This page is really a few tips and observations we have gleaned over more than two decades in this field.  They didn't seem to fit in the previous pages, but we thought them significant enough to include.

So anyway, Printpak's website is at http://www.printsum.com , and our FREE print MIS, the Printpak Community Edition, which is free-ware and will not time-expire can be downloaded from there or here.  Even if you don't pick our offering we wish you well.

 

 

 

 

 

 

 

 

 

 

 

print mis users

Mature systems tend to be function-rich

• It’s true to say that nothing beats sheer experience on the part of the MIS supplier to build in the little wrinkles that make a good software package great.

• Most new systems still lack refinements, and the annoying omissions are often discovered too late when looking at other systems!

• Simple isn’t necessarily better, though it can be.

What about JDF?

• It can convey data to some of your equipment but you’ll still need a machine minder.

• It can report back the time spent doing a job if your machines are appropriately equipped.

• It often won’t give you the reasons for things that happen, though it will report them.

• On balance it seems to be an idea looking for an application, but it may bear fruit in a few year’s time.

Job costing

• Useful, as long as it is intimately bound up with the estimating

• Is it a clerical entry procedure from jobsheets, or is it tied up with shop floor data entry and purchase invoice recording, or is it flexible enough to encompass both?

 • For small companies, can you get a handle on the accuracy of your prices by just costing a small sample of your jobs?

 • Can you accumulate real and theoretical values of estimates for specific tasks over a period to check you’re getting it right? .

Scheduling

• Automatic scheduling is problematic.
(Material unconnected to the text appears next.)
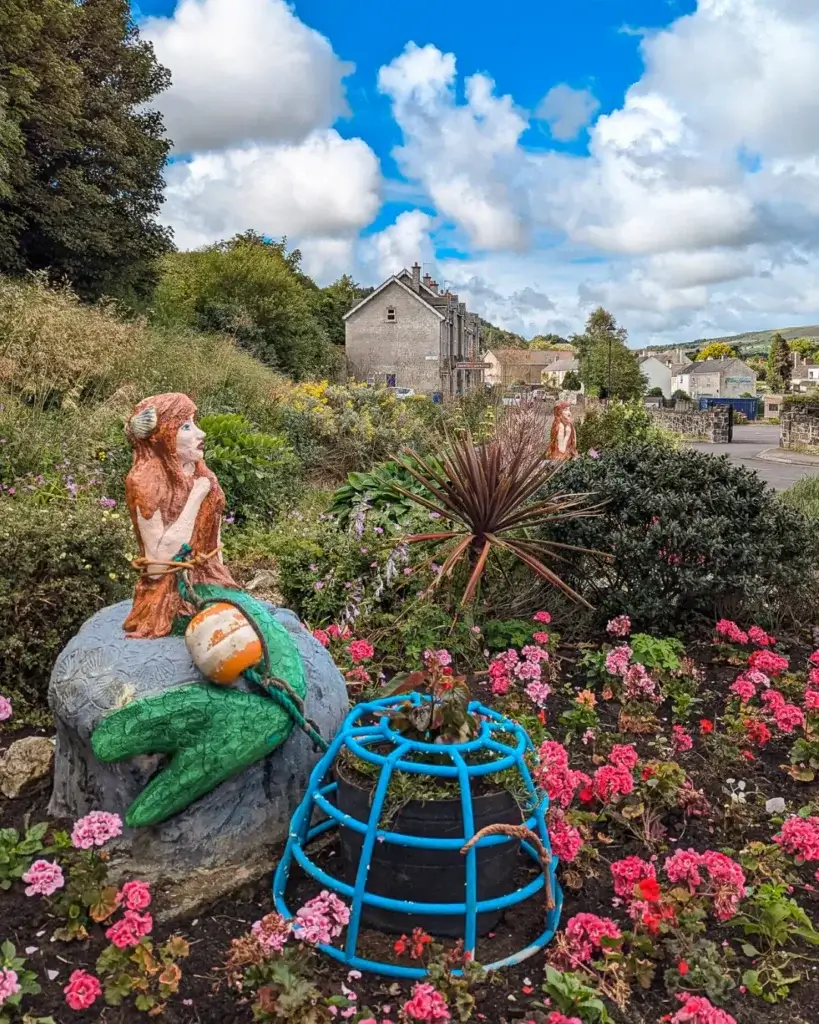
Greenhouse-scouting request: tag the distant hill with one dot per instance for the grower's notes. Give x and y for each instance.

The Holy Grail of ‘redo the schedule automatically so I can have this job on Thursday night’ is fraught with problems in most print shops. (What happens when a job goes wrong or a delivery is delayed?)

• Larger companies can find scheduling useful if they have enough staff to run a full scheduler.
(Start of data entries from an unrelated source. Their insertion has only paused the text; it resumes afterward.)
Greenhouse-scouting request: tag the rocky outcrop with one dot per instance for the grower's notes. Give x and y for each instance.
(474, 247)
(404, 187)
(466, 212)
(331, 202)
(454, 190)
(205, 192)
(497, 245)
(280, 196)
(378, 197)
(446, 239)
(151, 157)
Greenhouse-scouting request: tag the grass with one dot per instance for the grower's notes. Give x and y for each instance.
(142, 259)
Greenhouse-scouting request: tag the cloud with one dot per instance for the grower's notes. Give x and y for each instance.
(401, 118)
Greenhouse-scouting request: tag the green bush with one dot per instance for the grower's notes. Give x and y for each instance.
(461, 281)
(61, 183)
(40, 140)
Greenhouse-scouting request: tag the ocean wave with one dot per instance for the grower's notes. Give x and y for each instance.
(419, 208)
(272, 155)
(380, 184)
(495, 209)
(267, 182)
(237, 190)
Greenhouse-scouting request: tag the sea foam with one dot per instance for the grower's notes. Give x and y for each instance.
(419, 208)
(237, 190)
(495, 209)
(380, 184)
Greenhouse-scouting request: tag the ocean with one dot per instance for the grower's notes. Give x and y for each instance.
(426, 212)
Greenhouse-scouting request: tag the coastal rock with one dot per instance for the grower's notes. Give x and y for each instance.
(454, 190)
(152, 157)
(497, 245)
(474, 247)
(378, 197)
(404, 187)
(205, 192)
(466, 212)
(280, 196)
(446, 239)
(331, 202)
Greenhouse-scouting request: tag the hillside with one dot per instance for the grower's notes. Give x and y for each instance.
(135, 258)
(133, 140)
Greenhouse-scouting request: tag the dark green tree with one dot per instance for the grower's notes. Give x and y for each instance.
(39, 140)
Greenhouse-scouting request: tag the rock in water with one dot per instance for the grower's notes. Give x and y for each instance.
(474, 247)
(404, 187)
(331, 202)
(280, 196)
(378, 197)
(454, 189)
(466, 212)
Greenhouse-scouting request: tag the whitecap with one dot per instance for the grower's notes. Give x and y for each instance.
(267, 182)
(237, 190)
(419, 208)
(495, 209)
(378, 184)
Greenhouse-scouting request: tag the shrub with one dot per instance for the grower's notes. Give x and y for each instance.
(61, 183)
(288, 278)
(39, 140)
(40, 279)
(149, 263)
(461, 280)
• Most scheduling software is actually an electronic version of an old-fashioned wall chart.

• The proportion of companies who buy an expensive and shiny scheduling module and then decide not to use it is not small.
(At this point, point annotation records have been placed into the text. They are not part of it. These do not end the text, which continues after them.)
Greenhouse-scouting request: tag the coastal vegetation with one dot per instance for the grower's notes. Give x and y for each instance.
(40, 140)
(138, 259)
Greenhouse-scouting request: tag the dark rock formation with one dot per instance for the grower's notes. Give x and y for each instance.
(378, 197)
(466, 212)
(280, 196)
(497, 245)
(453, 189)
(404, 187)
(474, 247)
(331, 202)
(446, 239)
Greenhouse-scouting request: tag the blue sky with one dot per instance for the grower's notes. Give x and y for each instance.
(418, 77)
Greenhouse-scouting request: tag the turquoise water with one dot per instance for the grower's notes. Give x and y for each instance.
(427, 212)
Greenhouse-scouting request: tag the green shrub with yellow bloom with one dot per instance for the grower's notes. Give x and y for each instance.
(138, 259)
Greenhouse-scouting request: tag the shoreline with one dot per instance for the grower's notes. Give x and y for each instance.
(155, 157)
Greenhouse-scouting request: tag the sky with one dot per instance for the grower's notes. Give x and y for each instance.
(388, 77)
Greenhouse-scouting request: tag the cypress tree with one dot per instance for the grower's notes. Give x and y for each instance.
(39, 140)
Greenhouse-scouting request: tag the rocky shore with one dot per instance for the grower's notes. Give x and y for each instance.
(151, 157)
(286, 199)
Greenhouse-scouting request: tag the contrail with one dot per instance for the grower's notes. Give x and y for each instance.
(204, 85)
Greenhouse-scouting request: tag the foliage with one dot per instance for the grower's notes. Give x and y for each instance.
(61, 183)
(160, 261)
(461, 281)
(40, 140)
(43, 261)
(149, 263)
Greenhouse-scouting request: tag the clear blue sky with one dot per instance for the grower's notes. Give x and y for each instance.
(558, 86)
• Some systems are far faster to use than others and require less entries

Stock Control

• We say that in the average print shop you need to buy a Hitler moustache to get in the right frame of mind to work stock control

• Stock control must have a straightforward stock-take mechanism which holds up operations for the minimum time rather than closing the factory down completely

• Stock always goes missing. You have to be able to allow for it.

• For true job costing, ask if stock control uses FIFO costing (First In First Out). If the answer is no, reject it as paper prices can be quite volatile and your costings will be inaccurate.